The following steps will go a long way toward preventing slip-and-fall accidents on your industrial property:
1) Keep the ground clear — especially in high-traffic areas
First and foremost, the obvious thing to do when you're trying to get rid of slipping and tripping hazards is to keep items off the ground, according to CertifyMe.net. When someone spots anything lying on the floor, around the loading dock or anywhere else, they should take it upon themselves to put it where it belongs instead.
2) Make sure lighting is adequate
Most of the time, even if there is something in a worker's path, they'll be able to see it and move around it, but that's not going to be the case in darker parts of your site, CertifyMe.net added. For that reason, make sure you've installed lights so every square inch of your facility is highly visible, and get proactive about replacing burned-out bulbs.

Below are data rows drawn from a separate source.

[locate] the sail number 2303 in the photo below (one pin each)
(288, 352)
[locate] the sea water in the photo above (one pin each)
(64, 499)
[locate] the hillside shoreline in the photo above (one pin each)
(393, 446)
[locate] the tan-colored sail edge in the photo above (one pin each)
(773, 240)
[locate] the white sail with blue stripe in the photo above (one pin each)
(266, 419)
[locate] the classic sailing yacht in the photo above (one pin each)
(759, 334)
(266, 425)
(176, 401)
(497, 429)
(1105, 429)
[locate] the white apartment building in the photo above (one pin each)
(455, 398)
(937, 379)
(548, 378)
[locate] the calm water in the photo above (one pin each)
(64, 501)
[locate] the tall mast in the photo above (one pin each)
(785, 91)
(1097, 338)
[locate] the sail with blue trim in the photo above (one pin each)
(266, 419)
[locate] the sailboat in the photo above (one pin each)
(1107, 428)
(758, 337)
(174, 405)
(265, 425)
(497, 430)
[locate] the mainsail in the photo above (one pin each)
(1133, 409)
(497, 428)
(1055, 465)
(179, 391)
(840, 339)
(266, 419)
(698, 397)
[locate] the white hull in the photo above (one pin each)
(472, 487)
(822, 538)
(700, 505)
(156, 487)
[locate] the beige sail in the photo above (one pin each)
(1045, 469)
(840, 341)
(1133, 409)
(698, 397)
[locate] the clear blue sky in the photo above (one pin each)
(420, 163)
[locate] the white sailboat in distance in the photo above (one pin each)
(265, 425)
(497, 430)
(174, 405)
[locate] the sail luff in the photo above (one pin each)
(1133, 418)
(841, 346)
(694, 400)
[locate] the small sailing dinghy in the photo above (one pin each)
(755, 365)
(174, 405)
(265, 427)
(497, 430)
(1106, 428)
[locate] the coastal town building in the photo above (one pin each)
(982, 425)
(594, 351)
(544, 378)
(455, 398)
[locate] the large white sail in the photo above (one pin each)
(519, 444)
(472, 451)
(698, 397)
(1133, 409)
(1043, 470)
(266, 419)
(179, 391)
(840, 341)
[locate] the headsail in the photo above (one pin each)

3) Cover the cables and cords
Of course, there are some things on the floor in your facility you can't move, including cords and cables running over long stretches of the ground, according to SOS Technologies. Since you can't move them, you have to do the next-best thing and cover them with mats or other items specifically designed to reduce tripping hazards.
4) Make sure rugs, mats and more don't move
As you're putting down these coverings, it's also important to make sure they are not going to shift, SOS Technologies noted. Safety mats or rugs can increase traction, but if a corner starts to come up, or the material is not properly anchored to the floor, they introduce a different (potentially diminished) tripping hazard that your workers have to account for.
5) Be careful of highly polished floor surfaces
Within your facility, you may have a number of different floor surfaces, and those that are highly polished can pose a real hazard, especially when they get wet, SOS Technologies further advised. As such, it's vital for workers to know which surfaces are higher-risk and for proper signage to be put out when they are more dangerous than normal.
6) Require the right footwear
Workers should not be coming to your warehouse with improper footwear like soft sneakers, sandals or anything else that isn't effectively protective, according to Reliable Plant. Instead, they should be required to wear heavy-duty work shoes or boots that have plenty of tread and heft.
7) Train employees for these risks
In much the same way you train employees for other job-related risks, slip-and-fall hazards are also something you should discuss, Reliable Plant cautioned. Knowing how these risks can crop up and the best practices to avoid them is critical.
8) Look beyond the warehouse itself
Finally, your duty to your employees' safety doesn't begin or end at the door of your warehouse, Reliable Plant said. You should also make sure all these hazards in the parking lot and elsewhere on the property are handled adequately.